But years later, when Jaramillo was in her mid-twenties, she heard from her grandmother back home. Her friend was now living as a woman, Jaramillo’s grandmother said.

Another decade passed, and more news came from Mexico: her friend had been murdered, her body resting against the door outside a popular LGBT hangout spot.

“I always think that could have been me,” Jaramillo said. “What would have happened if I had never immigrated to this country?”

She encouraged transgender people in attendance Wednesday night to be brave, as her childhood friend was, and to speak up for their rights and for respect from society.

“I hear you, brothers and sisters. It is hard,” Jaramillo said. “It is painful. It is intimidating. It is scary to get out here. And it’s scary sometimes just to go to the grocery stores to get basic groceries.
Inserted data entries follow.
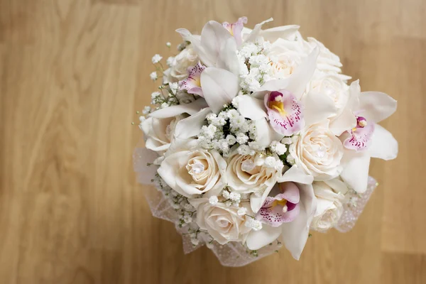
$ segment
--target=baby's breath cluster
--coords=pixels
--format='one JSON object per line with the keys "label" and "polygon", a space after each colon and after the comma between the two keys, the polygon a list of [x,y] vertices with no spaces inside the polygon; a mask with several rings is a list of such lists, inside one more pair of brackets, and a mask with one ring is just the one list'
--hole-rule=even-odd
{"label": "baby's breath cluster", "polygon": [[200,147],[217,150],[225,157],[231,149],[251,155],[265,149],[256,141],[255,123],[245,119],[232,106],[226,106],[217,115],[207,115],[207,125],[202,126],[198,135]]}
It can cause so much anxiety just to be ourselves.

“But if we don’t start standing up for ourselves,” she continued, “if we don’t go out there and make a difference, what will happen to future generations if we don’t do something right?”
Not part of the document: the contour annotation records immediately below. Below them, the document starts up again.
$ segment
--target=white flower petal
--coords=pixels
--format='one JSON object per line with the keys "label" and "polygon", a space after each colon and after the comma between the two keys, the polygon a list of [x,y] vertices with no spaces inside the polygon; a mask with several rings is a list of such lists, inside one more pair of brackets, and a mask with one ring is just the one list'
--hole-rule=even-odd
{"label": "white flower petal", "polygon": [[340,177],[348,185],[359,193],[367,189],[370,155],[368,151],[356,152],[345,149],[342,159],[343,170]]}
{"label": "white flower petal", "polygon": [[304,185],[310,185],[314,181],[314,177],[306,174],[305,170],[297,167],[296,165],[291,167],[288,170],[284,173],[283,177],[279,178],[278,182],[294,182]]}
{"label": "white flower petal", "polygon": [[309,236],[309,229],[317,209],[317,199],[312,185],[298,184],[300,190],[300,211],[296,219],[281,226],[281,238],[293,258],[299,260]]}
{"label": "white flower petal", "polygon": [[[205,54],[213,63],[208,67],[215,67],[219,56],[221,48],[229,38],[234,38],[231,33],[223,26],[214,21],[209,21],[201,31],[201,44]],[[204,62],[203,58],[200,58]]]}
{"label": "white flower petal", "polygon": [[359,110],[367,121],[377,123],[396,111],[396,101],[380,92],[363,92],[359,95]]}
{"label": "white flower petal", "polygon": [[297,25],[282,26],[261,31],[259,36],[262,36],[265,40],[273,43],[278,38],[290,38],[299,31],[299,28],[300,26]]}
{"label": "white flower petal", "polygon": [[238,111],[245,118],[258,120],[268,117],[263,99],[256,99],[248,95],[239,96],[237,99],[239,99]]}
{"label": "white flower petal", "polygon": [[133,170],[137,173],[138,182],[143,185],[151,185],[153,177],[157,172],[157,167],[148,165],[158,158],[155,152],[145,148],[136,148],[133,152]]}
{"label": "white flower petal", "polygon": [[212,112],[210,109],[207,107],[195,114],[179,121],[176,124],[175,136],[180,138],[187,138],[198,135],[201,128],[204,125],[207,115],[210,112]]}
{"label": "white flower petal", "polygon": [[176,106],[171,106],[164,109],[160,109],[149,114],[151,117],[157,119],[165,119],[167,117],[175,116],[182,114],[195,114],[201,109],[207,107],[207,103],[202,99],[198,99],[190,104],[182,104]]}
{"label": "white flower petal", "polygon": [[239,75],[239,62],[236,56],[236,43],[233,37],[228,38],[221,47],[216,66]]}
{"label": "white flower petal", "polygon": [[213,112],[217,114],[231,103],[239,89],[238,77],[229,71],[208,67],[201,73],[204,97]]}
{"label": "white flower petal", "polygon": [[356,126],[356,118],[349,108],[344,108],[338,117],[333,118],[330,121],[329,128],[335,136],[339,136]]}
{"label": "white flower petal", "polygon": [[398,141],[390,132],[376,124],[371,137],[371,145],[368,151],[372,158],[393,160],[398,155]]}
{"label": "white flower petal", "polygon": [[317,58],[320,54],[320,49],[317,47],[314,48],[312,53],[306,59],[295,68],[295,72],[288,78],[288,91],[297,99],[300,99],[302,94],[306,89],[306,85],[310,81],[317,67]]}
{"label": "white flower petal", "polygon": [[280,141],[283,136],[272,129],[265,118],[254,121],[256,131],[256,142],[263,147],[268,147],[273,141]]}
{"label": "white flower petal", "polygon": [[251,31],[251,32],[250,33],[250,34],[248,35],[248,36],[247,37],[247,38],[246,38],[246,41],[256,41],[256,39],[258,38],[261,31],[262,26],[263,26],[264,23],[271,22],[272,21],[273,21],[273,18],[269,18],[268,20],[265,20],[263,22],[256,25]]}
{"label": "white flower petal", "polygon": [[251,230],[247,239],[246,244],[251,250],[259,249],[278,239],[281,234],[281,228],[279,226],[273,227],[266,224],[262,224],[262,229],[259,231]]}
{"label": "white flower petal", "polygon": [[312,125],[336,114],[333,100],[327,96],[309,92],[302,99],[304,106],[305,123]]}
Jaramillo asked the non-transgender people in the audience to consider how they could make a difference as well — whether through writing, art, public speaking, activism or some other means.

As the names of the 285 victims of 2019 were read aloud, then as small cards bearing those names were hung on sparkling trees of light, tears were shed on both sides of the podium.

Those who died this year, and in previous years, were “courageous,” Taylor said. “Every day they faced a world that was not ready for them, and they were unapologetically themselves.”

They were also loved, she reminded the crowd.

“Each one of these souls touched lives during their short time here,” Taylor said. “Every time one of these lights is lost, we all feel the darkness.”